Like all chronic illnesses, endometriosis may be a disruptive event, which leads to a rethinking of biography and to a shift from a perceived normal life trajectory to an abnormal trajectory. Up to 50% of women report that endometriosis has a negative effect on their work and career, 50% on their personal relationships and 16% on their education.88 Expectations and plans for the future may in some cases have to be re-examined89 and such interference on biographical continuity may be an important source of anxiety and depression.90 What is critical to safeguard mental health and to support individuals in the re-definition of their life plans, once again, is communication.

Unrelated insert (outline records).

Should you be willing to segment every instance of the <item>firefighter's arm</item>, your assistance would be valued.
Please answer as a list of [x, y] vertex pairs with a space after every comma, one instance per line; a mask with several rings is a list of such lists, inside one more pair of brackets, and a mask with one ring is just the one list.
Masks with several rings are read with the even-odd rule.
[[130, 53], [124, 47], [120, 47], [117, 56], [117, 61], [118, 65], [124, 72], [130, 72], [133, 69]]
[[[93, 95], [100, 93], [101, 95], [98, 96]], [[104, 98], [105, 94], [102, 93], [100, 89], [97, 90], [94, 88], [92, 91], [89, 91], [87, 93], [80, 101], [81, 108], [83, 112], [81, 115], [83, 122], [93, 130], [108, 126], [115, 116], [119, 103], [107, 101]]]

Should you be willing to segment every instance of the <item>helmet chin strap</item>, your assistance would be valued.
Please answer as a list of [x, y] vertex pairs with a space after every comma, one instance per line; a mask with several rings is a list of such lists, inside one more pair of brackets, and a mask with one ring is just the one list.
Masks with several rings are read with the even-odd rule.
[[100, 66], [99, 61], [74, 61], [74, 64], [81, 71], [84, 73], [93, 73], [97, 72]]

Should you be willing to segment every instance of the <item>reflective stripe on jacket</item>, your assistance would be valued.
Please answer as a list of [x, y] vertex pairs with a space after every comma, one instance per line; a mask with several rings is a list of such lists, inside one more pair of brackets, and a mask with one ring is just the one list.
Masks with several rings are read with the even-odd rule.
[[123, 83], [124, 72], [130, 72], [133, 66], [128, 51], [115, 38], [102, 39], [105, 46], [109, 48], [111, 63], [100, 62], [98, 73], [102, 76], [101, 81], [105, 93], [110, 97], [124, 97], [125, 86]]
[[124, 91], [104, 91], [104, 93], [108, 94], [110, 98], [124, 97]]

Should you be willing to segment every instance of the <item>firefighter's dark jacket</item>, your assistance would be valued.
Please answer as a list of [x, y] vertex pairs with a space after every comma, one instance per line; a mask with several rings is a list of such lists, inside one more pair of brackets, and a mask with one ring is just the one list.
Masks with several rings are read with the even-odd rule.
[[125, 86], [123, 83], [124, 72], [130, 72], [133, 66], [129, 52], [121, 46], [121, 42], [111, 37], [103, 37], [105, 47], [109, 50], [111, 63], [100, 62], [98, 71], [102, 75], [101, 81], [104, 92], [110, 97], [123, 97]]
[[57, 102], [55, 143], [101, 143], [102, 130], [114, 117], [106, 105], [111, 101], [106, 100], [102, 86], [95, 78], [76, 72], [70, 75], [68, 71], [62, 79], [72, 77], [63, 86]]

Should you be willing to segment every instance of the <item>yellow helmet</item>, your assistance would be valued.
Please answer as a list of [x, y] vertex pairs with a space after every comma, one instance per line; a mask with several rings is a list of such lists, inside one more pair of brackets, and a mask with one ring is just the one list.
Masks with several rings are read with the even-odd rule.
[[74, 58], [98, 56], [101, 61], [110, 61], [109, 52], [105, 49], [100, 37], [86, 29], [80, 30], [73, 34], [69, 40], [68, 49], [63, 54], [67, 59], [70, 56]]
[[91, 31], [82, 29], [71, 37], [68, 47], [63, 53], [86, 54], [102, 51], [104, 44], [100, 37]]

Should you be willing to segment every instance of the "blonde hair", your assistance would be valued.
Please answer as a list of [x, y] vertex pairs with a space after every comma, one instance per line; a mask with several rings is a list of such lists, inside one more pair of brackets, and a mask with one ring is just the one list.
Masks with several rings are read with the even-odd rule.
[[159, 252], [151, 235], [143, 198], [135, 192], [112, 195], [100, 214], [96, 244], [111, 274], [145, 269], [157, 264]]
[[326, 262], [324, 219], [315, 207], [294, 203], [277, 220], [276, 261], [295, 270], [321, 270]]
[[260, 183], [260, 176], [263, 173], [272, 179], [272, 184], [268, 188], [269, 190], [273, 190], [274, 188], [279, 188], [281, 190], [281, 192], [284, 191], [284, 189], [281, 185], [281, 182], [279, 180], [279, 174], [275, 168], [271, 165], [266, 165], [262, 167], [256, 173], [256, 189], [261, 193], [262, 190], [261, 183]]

It has been proven that patients who find coping strategies are able to manage their pain better and experience a higher quality of life compared to those with a more passive attitude to the disease.47 It has also been proven that being well informed about one’s chronic disease supports coping.5

Endometriosis is characterized by uncertainty regarding its diagnosis, its treatment and its prognosis. However, not all of the uncertainty is inherent to the disease. Part of it originates from lack of communication.91

The importance of gaining feedback from patients regarding their perception of their disease is often overlooked48 and little attention is paid to how well they have understood what has happened, what is happening and will probably happen in their lives.92 Patients may feel it is best not to disclose their queries and fears, either because they believe nothing can be done, or they are reluctant to burden the doctor, who may manifest a blocking behavior, making patients feel it is not legitimate for them to express their concerns, or because they do not want to seem pathetic, or even for fear their worries will be confirmed.93 As a consequence, they may seek for pain relief by visiting the emergency room,94 or independently resort to alternative sources of information, such as the Internet, patient support groups or family and friends.91

However, independent access to information may be mined by two main issues: health literacy, ie, the degree to which individuals are capable to access, understand and use basic health information to promote good health;95 and the absence of established assurances of the quality of the vast quantity of health information which is easily accessible to the general public.96 As a consequence, independent collection of information may result in misinformation, which may lead to fear or negative expectations towards prognosis and treatments, mining the adherence to such treatments and their effectiveness.97,98

Thus, delivering clear, comprehensible, accurate, quantitative information through an honest encounter becomes an ethically significant act. Communicating the uncertainty inherent to endometriosis is also a moral duty.96 In these regards, Maguire’s six key tasks in communication with patients should always be kept in mind during the medical encounter: 1) defining the patient’s main problems, his/her perception of these and their impact on his/her life; 2) tailoring information and checking the patient has understood; 3) eliciting the patient’s reactions and concerns regarding the information he/she has received; 4) establishing how much the patient wants to be involved in decision-making; 5) discussing treatment options and their implications; 6) maximizing the chance the patient will be adherent to treatment and lifestyle changes.93

Lastly, recognizing the need for and suggesting psychological support to those who struggle to cope with their disease is a further task physicians should attain to.91

Personal Journey

Tightly connected to the concept of loss of meaning is the concept of personal journey. Humans are connected to a sense of continuity with the past while living in their present and while walking into their future. People look for the meaningfulness of their personal journey.18

In the medical encounter, there is often little space for consideration of patients’ sense of continuity, of how it is maintained or disrupted by their disease. The emphasis is usually on how the person is, more than on who the person is and this does not help patients feel how their care is linked to their history.18

The reasons for such behavior have been extensively analyzed in the previous paragraphs of this manuscript. Physicians are often burdened by paperwork, have to work on tight time-scales and often feel there is no time for biographical digressions. Patients, on the other hand, may feel dismissed, and dismissal leads to feelings of distrust and invalidation, negatively affecting the patient–physician relationship.77

In the modern society, women juggle between being workers, partners, mothers and care-givers.99 As it is, balancing work and family may be stressful and, in some cases, may be a source of anxiety, depression, insomnia and personal and work conflicts.100 By determining varying degrees of chronic pain, sexual dysfunction and infertility, endometriosis may jeopardize all aspects of a woman’s life, thus enhancing the work-family conflict.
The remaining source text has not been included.